Il secondo piano ospita una serie di installazioni inerenti al tema “Memory and Disappearance”. La prima opera presentata, No wrong sounds, è una peregrinazione sensoriale nel tempo, attraverso suoni e movimenti ritmici. Infatti, in un vero e proprio viaggio nel passato, Brahim ha rivisitato una delle sue prime passioni giovanili, il tip-tap, assegnando a un gruppo di bambini semplici compiti, come imitare i battiti del loro cuore o il suono di un fiume, promuovendo con sensibile intelligenza l’espressione individuale nell’armonia di gruppo. Questo viaggio sensoriale e contemplativo si estende attraverso la materialità dei ricordi e l’impalpabilità del presente. Affascinante, The Lightroom, induce il pubblico in uno stato di dolce e trascendente introspezione, prima di invitarlo a entrare in una doppia visione/percezione di un momento. Adagio è composto da due video, uno mostra Brahim che cammina lentamente lungo la spiaggia con una telecamera montata sul petto, l’altro rivela ciò che è stato ripreso dalla stessa telecamera, il ritmo del mare sincronizzato con il respiro dell’artista che collega la sua vulnerabilità agli elementi. Infine, nel tentativo di esplorare l’oblio involontario, i ricordi bloccati e il loro superamento, He said, we must forget, presenta due film paralleli creati nel corso di un anno. Si intrecciano e si contrastano, utilizzando tecniche di pittura a mano, creando una situazione avvincente per mettere in discussione le capacità di ricordare o di dimenticare, di immaginare o di ignorare.

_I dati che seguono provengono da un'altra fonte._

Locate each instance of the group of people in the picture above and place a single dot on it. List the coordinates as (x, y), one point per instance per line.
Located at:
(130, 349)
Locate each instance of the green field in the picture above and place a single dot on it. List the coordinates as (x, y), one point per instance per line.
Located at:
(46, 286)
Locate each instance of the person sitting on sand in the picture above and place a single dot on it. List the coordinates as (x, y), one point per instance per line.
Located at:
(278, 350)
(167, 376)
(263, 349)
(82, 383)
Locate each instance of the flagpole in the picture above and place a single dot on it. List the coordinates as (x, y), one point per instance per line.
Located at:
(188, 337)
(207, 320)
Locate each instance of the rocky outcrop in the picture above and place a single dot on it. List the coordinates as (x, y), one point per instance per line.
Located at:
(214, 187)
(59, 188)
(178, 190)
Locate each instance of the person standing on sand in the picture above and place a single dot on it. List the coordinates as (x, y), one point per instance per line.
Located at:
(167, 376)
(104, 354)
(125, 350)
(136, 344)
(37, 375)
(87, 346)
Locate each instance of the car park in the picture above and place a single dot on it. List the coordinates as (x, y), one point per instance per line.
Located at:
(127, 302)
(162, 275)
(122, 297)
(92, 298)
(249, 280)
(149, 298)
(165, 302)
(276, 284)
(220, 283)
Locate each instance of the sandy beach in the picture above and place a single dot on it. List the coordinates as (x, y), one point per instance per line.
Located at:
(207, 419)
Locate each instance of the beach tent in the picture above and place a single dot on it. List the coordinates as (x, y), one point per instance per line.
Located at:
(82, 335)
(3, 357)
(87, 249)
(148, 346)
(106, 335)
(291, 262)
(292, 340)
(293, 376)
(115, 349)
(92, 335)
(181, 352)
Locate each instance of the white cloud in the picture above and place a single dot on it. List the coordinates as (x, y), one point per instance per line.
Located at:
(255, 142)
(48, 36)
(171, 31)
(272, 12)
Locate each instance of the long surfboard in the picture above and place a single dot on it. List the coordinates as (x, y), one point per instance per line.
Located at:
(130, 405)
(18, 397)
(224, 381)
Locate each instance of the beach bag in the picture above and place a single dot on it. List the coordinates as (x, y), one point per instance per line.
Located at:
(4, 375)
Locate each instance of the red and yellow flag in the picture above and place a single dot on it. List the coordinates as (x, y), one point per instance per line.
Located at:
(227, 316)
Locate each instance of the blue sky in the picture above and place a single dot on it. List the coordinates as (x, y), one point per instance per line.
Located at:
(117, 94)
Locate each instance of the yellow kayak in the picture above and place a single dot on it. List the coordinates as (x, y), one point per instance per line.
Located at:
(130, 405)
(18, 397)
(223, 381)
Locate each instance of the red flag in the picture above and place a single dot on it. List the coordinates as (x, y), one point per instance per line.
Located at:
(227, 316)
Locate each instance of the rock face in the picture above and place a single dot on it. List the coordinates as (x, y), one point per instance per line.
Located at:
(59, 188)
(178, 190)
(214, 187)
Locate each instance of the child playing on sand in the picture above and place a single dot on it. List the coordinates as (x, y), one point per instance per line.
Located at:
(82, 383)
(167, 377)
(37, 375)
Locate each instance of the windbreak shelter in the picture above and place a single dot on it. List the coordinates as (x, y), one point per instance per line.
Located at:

Tra lo stupefacente sfondo naturale del Lago di Lugano, la splendida Villa Heleneum, originariamente costruita per una ballerina, proprio come Brahim, la presentazione precisa l’ethos delle opere, in perfetto equilibrio tra profonda riflessione e potente spiritualità. Questa prima collaborazione tra Sarah Brahim e Vittoria Matarrese è notevole per la ponderata audacia nella coinvolgente esplorazione del sentimento umano. “Sometimes we are eternal” è un’esperienza vera, in mezzo a forti sollecitazioni visive, soundtrack avvolgenti, performance coinvolgenti. Queste installazioni immersive guidano il pubblico, al ritmo di passi di danza velati e impliciti, attraverso l’accettazione e il ricordo, preparandosi tuttavia a guardare avanti, sempre.